How can you increase the accuracy of multiclass classification?

How can you increase the accuracy of multiclass classification?

How to improve accuracy of random forest multiclass classification model?

  1. Tuning the hyperparameters ( I am using tuned hyperparameters after doing GridSearchCV)
  2. Normalizing the dataset and then running my models.
  3. Tried different classification methods : OneVsRestClassifier, RandomForestClassification, SVM, KNN and LDA.

When do you have a multi class classification problem?

Multi-class classification is when you have a classification problem with multiple classes, specifically 3 or more classes. Many classifications are binary by design, therefore the additional nomenclature of multi-class classification was defined to describe algorithms capable of classifying datasets with more than 2 classes.

How is multiclass classification used in machine learning?
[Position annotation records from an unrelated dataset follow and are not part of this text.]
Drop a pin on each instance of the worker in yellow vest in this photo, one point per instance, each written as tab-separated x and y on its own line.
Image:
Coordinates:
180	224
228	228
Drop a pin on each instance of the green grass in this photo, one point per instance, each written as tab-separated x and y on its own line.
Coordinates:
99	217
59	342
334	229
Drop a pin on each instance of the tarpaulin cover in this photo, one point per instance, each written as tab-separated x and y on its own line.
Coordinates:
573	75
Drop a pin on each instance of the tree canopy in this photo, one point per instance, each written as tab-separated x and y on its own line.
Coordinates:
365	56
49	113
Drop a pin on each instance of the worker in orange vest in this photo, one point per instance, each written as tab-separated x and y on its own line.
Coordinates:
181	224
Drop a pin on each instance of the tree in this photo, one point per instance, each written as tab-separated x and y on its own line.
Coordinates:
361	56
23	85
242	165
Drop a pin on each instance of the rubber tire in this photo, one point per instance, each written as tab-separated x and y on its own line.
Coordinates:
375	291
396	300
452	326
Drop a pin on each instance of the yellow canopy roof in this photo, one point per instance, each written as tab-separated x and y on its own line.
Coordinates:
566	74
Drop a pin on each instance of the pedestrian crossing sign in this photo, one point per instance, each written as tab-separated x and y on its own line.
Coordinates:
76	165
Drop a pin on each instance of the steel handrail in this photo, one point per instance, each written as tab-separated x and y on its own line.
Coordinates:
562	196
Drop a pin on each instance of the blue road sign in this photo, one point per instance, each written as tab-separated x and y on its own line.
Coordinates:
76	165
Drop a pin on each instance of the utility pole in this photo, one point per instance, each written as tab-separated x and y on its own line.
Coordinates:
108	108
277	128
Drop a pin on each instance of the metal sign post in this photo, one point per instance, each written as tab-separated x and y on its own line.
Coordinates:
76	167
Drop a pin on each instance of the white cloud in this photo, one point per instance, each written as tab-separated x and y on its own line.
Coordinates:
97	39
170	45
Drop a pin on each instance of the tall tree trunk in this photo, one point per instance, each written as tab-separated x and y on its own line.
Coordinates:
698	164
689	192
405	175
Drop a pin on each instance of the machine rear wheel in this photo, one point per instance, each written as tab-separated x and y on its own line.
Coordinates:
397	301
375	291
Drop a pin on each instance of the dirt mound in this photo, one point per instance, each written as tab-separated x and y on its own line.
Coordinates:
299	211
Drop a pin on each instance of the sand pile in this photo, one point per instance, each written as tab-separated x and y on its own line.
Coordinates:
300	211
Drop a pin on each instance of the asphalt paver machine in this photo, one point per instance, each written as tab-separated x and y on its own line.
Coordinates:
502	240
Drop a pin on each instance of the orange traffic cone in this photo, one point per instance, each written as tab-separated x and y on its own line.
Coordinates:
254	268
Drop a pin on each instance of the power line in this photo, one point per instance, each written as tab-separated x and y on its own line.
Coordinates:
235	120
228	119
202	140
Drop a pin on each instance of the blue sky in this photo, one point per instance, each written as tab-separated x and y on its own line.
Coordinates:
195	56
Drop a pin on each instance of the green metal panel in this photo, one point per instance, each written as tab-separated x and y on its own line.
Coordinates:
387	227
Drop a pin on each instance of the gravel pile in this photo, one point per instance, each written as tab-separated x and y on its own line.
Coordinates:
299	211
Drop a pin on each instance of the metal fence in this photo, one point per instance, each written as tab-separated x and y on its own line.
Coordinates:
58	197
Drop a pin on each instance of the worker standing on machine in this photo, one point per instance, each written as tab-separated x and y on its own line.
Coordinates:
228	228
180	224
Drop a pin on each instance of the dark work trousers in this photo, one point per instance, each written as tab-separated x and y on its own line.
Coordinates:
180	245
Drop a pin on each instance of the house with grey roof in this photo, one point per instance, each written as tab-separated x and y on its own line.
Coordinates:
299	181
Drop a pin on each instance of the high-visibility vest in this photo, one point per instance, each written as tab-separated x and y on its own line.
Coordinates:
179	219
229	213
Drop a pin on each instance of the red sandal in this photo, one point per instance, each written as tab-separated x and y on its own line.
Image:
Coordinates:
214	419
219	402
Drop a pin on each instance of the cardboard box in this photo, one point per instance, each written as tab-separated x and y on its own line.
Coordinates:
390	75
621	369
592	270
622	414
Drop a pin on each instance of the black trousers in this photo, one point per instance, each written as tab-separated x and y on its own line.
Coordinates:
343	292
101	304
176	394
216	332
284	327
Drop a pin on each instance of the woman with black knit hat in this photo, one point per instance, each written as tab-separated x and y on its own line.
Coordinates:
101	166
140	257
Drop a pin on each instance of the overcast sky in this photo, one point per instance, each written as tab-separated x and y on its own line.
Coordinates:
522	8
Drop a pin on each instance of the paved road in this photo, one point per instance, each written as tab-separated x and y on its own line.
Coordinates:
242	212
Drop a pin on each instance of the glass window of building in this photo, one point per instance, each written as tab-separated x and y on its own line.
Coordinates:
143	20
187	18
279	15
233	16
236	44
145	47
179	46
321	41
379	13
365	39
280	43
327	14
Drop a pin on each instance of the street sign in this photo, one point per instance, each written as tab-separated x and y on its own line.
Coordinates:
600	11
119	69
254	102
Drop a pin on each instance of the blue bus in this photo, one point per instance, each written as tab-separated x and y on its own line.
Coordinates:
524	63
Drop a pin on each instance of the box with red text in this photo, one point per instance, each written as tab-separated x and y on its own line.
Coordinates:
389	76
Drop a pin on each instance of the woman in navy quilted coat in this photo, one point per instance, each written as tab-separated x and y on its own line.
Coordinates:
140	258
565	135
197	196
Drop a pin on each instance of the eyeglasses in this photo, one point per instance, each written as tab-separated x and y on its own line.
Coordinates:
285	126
Many classifications are binary by design, therefore the additional nomenclature of multi-class classification was defined to describe algorithms capable of classifying datasets with more than 2 classes. Learn more… How to apply Helmert Coding in a real Machine Learning model?

How does multiclass classification with imbalanced dataset work?

Multi-class classification makes the assumption that each sample is assigned to one and only one label: a fruit can be either an apple or a pear but not both at the same time. Imbalanced Dataset: Imbalanced data typically refers to a problem with classification problems where the classes are not represented equally.

How to model multi class classification using neural networks?

When modeling multi-class classification problems using neural networks, it is good practice to reshape the output attribute from a vector that contains values for each class value to be a matrix with a boolean for each class value and whether or not a given instance has that class value or not.